Ingvild Richardson (Hrsg.), Volk Verlag München 2022.



Wohlstand oben – Armut unten
Die Bilder des ersten Frauenfotoatelier in Augsburg
oder: Armut verkauft sich nicht



Im Grafischen Kabinett in der Augsburger Maximilianstraße 48 im Höhmannhaus ist noch bis zum 25. September 2022 eine Ausstellung über das Wirken der sog. Modernen Frauen gegen Ende des 19.Jahrhunderts zu sehen. Die Werkschau befasst sich mit dem Einfluss von Anita Augspurg (kein Schreibfehler!), ihrer Lebensabschnittsgefährtin Sophia Gouldstikker und ihrer Schwester Mathilde auf die Gleichstellung der Frauen in Gesellschaft, Bildung und Beruf.


Suffragetten, Emanzen und Lesben

Die erstgenannten, beide aus gutbürgerlichen Verhältnissen widmeten ihr berufliches Leben dem Kampf um die Frauenrechte gegen Ende des 19. Jahrhunderts in Bayern und in Deutschland. Weder gab es ein allgemeines Frauenwahlrecht (eingeführt in 1918) und trotz des 1896 verabschiedeten Bürgerlichen Gesetzbuches waren die Rechte der Frauen extrem beschnitten. So verloren nach der Eheschließung alle Frauen die Verfügungsgewalt über ihr vor der Heirat besessenes Vermögen. Es sei denn, Gütertrennung war vereinbart. Auch Gewerbe- und Bildungszugänge waren für Frauen beschränkt. Aufklärung, Agitation und Mut zur gesellschaftspolitischen Auseinandersetzung zeichnete diese Frauen aus.

Beide Frauen, denen die Ausstellung gewidmet ist, Anita Augsburg und Sophia Gouldstikker waren rechtskundig, Anita sogar die erste promovierte Juristin in Deutschland. Sophia leitete lange Jahre die Rechtsschutzstelle für Frauen in München. Mit ihren Auftritten im Bund deutscher Frauenvereine sorgten sie erstmals für ein Bewusstsein um die Gleichberechtigung.

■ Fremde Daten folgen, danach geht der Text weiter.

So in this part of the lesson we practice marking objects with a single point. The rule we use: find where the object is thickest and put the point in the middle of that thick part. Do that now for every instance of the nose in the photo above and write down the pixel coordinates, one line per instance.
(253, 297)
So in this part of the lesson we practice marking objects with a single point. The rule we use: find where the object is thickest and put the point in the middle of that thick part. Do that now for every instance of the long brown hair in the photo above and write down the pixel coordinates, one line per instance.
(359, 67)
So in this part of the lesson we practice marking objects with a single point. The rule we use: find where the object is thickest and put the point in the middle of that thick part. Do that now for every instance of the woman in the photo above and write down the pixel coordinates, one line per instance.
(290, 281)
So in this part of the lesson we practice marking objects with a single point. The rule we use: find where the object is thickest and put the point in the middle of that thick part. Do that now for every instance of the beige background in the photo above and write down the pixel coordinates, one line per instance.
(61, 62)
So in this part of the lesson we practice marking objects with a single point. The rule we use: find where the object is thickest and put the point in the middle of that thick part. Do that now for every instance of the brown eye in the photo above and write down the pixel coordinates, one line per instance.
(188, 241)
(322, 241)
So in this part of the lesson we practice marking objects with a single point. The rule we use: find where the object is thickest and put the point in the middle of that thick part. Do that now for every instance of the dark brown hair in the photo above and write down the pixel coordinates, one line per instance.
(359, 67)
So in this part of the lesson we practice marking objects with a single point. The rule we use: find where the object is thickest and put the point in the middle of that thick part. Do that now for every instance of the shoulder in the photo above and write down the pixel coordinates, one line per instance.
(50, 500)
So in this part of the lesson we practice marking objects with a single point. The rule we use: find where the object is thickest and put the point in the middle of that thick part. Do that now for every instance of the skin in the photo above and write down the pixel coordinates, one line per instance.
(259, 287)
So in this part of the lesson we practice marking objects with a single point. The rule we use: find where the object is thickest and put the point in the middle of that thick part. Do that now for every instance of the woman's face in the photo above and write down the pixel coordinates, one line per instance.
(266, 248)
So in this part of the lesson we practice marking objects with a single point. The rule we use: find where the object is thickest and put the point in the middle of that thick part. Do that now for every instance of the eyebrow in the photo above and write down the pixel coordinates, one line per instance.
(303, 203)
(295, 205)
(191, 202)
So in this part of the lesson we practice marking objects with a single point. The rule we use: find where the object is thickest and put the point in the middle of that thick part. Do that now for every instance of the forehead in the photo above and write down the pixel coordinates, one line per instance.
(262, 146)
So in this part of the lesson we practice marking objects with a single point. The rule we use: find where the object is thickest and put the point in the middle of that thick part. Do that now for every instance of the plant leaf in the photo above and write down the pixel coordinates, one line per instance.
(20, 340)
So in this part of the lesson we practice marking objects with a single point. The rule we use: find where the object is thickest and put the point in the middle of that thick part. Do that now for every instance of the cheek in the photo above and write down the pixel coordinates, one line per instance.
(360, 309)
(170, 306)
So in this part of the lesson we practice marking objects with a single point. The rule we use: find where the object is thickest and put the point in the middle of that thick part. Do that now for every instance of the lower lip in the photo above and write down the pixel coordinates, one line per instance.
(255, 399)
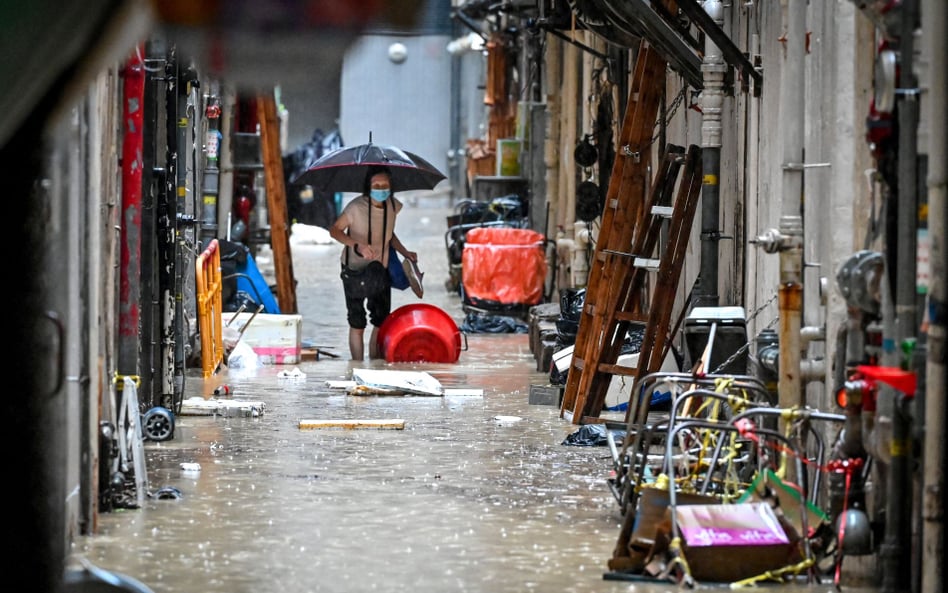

Begleitband zur Ausstellung

Gleichzeitig zur Ausstellung ist ein bebildertes Buch (Die modernen Frauen des Atelier Elvira München und Augsburg 1887-1908, Volk Verlag München) erschienen. In acht umfangreichen Beiträgen lässt die Herausgeberin Dr. Ingvild Richardson die Augspurg und die Gouldstikkers in ihrem Kampf um die Frauenrechte beschreiben. Alle Autoren (Christoph Sauter, Daniel Karrasch, Joel C. Cahen, Graham Dry, Helene Falk, Waldemar Fromm, Gregor Nagler und Andreas Strobl) sind bekannte und angesehene Wissenschaftler, so daß das Buch frei von modischem Gendergedöns ist. Dennoch nötigt das fast von Besessenheit getriebene Engagement der Frauen auch dem „letzten Macho“ hohen Respekt ab.

Anita Augspurg.

Sophia Gouldstikker.

Mathilde Goudstikker.


Fotografieren als Lebensgrundlage für den Geschlechterkampf

Besonders für die freie Erwerbstätigkeit der Frauen kämpften Augspurg und Gouldstikker. Wirtschaftliche Unabhängigkeit durch Bildung war das Ziel der emanzipatorischen Frauenbewegung. Teilhabe am gesellschaftlichen Leben geht nur über wirtschaftlichen Erfolg, will man/frau sich nicht im höheren Töchterdasein zu Tode langweilen. Daß dieser noble geistige Dämmerschlaf nur wenige Frauen benebelte, stand nicht so sehr im Fokus der Emanzipationsbetrachtungen. Dazu später mehr. Zunächst eröffneten Anita Augspurg und Sophia Goldstikker, nach erfolgreicher Ausbildung zu Malerinnen, ein Fotoatelier in München. Rasant, weil ebenfalls aus der Bourgeoisie abstammend und dadurch mit deren Eitelkeiten vertraut, erlangten sie das Interesse der besseren Gesellschaft. 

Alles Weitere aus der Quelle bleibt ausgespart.